The vast features, capabilities, and limitless scale of modern cloud platforms enable technology professionals to solve business challenges using technology faster than ever. It’s also easier than ever to leave an unwanted trail of artifacts and services in our wake that can wind up costing tens of thousands of dollars or more in unnecessary cloud spend per year.
Let’s face it, cloud optimization isn’t cool, flashy, or fun. It can be tedious, complex, and downright boring. So why should you pay attention to it? Because saving boatloads of cash on currently wasted cloud spend IS cool and fun. It’s also good business.
There are three universal types of cloud optimization that can be easily automated across the three leading cloud providers—AWS, Azure, and GCP—that yield big results:
Resource Scheduling Automation
There's a fundamental difference between the cost model of running resources in the data center versus the utilization of cloud resources. In the data center, once we rack, stack, connect, and power up our gear, the operational runtime costs of running a wide range of virtual machines are the same month to month. There are no real cost increases for each net new workload if additional infrastructure isn't required. These are the well-known benefits of virtualization, thin-provisioning, and even over-provisioning individual virtual machines while maintaining appropriate underlying physical resources to support actual demand of these virtualized workloads.
In the cloud, we’re paying by the hour. This is a simple, critical distinction. Most organizations deploy their workloads to the cloud with no real thought around availability planning or even distinguishing their application stacks by the environment. For example, Non-Production Development, Non-Production Testing, Pre-Production Staging, and Production application environments. Only one of these environments, Production, needs to be running all the time (and even that is debatable as some applications are not utilized 24/7/365) in most organizations.
The simple answer here is to require application owners and product teams to implement power scheduling tags that can then be used to automate resource scheduling, effectively power cycling resources to meet the actual needs of the user base. Most of us turn the lights off when we leave the building. Why? Because electricity is a metered utility service and we pay by the kilowatt hour—so is the cloud. If this is true, why do we leave running resources in the cloud powered up and incurring hourly charges while they’re not in use outside of normal business hours?
Let's run the numbers:
For example, in the AWS Virginia region (us-east-1), a t3.medium EC2 instance running Windows costs $0.06 per hour. Running that EC2 instance 24 hours a day for 1 week would cost you a total of $10.08.

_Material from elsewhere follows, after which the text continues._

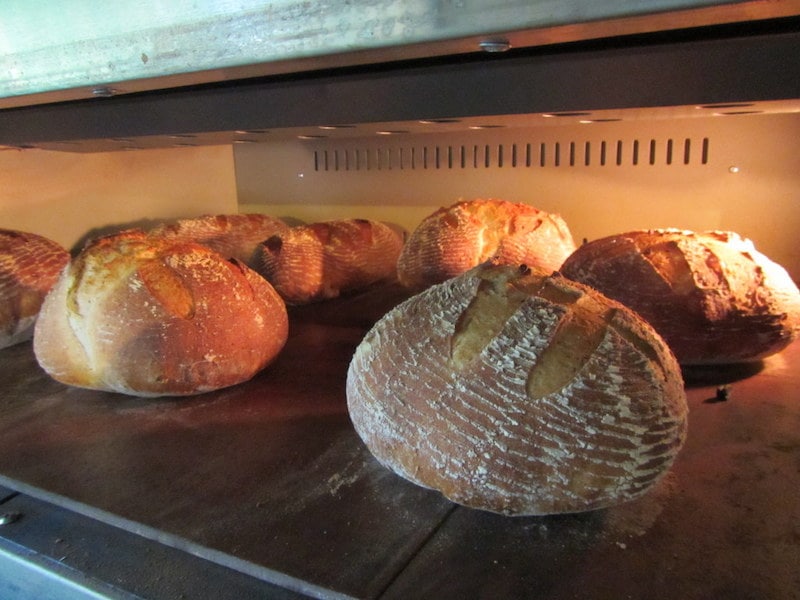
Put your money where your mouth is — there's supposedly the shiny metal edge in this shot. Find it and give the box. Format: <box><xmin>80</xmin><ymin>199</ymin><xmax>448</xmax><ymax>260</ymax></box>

Committing to a reserved instance for 1 full year would cost you $374.00 upfront. Your weekly EC2 costs would be cut to $7.22, for a savings of 29% over on-demand pricing.
However, if your EC2 instance only needs to be running from 7 am to 7 pm, Monday through Friday, then you can save money by using automation to schedule your EC2 instance to run only during these hours. By scheduling the EC2 instance's off-time, the weekly costs are reduced to just $3.60.
That's a cost savings of 64%, with no upfront commitment needed. Therefore, resource scheduling automation is often one of the highest return-on-investment activities cloud teams can focus on.
It is completely realistic to expect a 60-80% cost savings by automating resource scheduling of Non-Production workloads currently running 24/7/365 in the cloud.
Data protection is a top priority for IT teams, or at least it should be. This data is often the most valuable work product being produced by most organizations. Cloud providers offer excellent ways to implement robust data protection and data lifecycle management capabilities, but implementing these management strategies can be somewhat complicated, tedious, and unmanageable. Luckily, these tasks are very easy to automate, and basic account hygiene activities can be tied to these data protection tasks so basic data protection requirements are met, without overpaying for unnecessary or out-of-control backup storage. Organizations can be unpleasantly surprised by unintended consequences of data protection policies pervasively adding cloud services quietly in the background.
Here are a few basic Data Protection automation tasks that can be used to create a comprehensive and effective Data Protection strategy while mitigating risk of out of control spending:
- Automate virtual machine or virtual hard disk drive snapshots. It’s important to understand each cloud provider’s data consistency model if you’re going to use cloud-native snapshots as a primary means of backing up your instances or virtual machines. Many guest operating systems are not aware they’re even running in the cloud, so when these snapshots are occurring at the hypervisor level within the cloud providers’ infrastructure, it’s often not possible to quiesce disk read-write activities, and you aren’t guaranteed consistency within the snapshot image. This can be particularly problematic when working with a boot volume or a volume that contains sensitive relational databases.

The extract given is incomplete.